Episode 1: London Broil with Southern Comfort & Honey Glazed Carrots

Well, here we are...my brand new blog.  Not any old blog, either...it's actually a spin-off from my imaginary cooking show that airs via my Facebook status.  And that alone should tell you this should be one helluva fun ride. LOL  

Just so we're clear, the point isn't to cook my way through any cookbook in a year.  I love Julia, admire Julia, respect Julia and will no doubt quote Julia, but as great as that idea was - certainly one I wish I'd thought of first - and as fabulous as the movie was, it's been done.  Obviously.    Besides, I'm waaaaay too fussy to cook my way, cover to cover, through any cookbook....except perhaps a Godiva cookbook ;)  The blog is simply a place to share my culinary adventures.  A place to chronicle kitchen experiments, recipe evolutions, helpful tips and some random thoughts.  Hopefully it will be a place of inspiration, too.  Of course, I welcome a creative exchange of ideas.  And while I"m working towards adding more veggies and some healthier habits into my diet, if you're looking for "diet" food...you need to look elsewhere.
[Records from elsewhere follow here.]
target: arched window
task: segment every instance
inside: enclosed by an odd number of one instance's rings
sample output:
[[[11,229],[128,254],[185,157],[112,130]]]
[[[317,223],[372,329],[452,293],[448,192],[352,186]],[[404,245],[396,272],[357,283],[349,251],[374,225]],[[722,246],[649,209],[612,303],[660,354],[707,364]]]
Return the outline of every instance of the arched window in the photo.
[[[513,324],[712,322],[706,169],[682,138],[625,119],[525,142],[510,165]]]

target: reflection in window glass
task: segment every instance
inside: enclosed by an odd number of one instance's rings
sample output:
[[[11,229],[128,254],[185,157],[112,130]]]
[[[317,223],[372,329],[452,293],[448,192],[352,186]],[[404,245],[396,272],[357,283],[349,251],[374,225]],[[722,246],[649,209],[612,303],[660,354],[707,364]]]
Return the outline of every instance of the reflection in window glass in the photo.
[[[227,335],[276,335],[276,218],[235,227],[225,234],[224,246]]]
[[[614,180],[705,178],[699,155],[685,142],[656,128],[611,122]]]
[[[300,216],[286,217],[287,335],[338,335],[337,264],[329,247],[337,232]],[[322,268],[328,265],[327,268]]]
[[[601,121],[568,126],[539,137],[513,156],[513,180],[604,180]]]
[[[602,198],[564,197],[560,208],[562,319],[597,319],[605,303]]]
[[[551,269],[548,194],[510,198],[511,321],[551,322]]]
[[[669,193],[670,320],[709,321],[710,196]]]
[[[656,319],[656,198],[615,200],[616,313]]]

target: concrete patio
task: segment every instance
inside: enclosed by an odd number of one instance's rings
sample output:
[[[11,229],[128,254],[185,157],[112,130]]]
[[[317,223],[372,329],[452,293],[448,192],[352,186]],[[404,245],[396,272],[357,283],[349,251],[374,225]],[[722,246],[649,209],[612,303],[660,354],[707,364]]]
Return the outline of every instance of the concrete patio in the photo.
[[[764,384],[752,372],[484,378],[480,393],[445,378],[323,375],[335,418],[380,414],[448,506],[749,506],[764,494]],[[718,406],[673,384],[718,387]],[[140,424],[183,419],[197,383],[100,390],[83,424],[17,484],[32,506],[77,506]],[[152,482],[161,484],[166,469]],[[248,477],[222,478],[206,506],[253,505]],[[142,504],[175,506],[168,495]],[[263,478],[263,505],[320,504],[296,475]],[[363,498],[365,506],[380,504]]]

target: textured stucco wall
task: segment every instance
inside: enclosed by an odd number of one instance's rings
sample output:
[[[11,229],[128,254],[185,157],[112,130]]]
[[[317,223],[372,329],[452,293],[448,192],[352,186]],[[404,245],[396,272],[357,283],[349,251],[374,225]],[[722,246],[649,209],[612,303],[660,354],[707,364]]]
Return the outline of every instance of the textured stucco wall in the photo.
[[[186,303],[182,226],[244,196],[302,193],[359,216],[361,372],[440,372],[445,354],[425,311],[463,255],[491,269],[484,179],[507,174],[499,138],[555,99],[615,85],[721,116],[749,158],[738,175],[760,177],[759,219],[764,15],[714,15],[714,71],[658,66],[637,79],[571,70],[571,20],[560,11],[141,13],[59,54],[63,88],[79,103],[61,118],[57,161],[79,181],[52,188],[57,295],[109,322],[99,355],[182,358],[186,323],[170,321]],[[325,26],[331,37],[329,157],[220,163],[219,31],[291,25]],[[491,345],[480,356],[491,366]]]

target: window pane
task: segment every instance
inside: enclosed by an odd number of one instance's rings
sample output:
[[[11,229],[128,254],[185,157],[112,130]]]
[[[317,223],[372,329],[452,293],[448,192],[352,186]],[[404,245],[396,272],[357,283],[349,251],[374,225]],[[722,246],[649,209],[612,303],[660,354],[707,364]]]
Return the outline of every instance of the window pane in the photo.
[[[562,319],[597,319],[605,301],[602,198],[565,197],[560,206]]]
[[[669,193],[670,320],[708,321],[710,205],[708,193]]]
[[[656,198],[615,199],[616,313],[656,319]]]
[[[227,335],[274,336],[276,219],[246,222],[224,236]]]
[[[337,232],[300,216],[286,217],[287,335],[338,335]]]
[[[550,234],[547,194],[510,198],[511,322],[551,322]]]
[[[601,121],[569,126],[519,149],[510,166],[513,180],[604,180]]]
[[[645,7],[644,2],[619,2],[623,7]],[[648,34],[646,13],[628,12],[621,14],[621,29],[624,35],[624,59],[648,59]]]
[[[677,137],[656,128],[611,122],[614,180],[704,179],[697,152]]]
There is a Christmas tree just waiting to be decorated so nothing fancy tonight.  Tasty Tidbit: London Broil, though most Americans use the name to refer to a cut of beef, is actually the name of the finished dish: broiled (or grilled) marinated top round or flank steak, cut across the grain into thin strips.  Based on what I've read, they've never even heard of "London Broil" in London, England.  Go figure.   Anyway, I let a piece of beef marinate in a mixture of 1 tablespoon grill seasoning, 2 tablespoons low-sodium soy sauce & 1/4 cup olive oil for the afternoon.  The grill seasoning is the tail end of a jar of store bought stuff.  Yummy, for sure, but it's salty.  And if *I* find it salty, trust me, it's salty.  I'll be making my own as soon as my order from Penzeys Spices arrives.  (You'll find Penzeys in the links section.  Check 'em out.)

I have never liked cooked carrots.  Ever.  At least not til these came along.  I found a recipe and like most recipes that I find, I changed it to suit me...fussy eater, remember??  Then I tweaked it a bit here and there.  After a few tweaks, here's what we wind up with:

Southern Comfort & Honey Glazed Carrots
  • 1 pound baby carrots (cut the bigger ones in half)
  • 2/3 cup water or ginger ale
  • 3 tablespoons butter
  • 3 tablespoons honey *
  • 3 tablespoons Southern Comfort (the alcohol cooks off, so it's cool for the kids)
  • 1 teaspoon dehydrated onion (or a couple of tablespoons of fresh, finely chopped onion or shallot)
  • 3/4 teaspoon kosher salt
  • 1/2 teaspoon red pepper flakes **
  • 1/4 teaspoon fresh ground black pepper (or more to taste)
  • 1/4 teaspoon cayenne pepper **
  • 4 slices bacon, cooked & crumbled (optional)
Put all the ingredients (except bacon, if you're using it) into a 10-inch fry pan or sauté pan.  Cook on medium to medium high heat until the water evaporates and the carrots are tender but not mushy...about 15 or 20 minutes.  Add the crumbled bacon the last minute or two so it can warm up and get coated with the fabulous glaze left in your pan.  Serves 2 to 4.

A couple of notes on this recipe:

* if you use local honey, you'll build up an immunity to your local pollen which will make for a more pleasant allergy season.

** if it's too much heat for you, use less of the cayenne & red pepper flakes but honestly, between the carrots, SoCo & honey (and ginger ale if you're using that) there is plenty of sweetness to get away with the extra heat if you aren't feeding kids or super sensitive stomachs.

No, I didn't take pictures....they're carrots.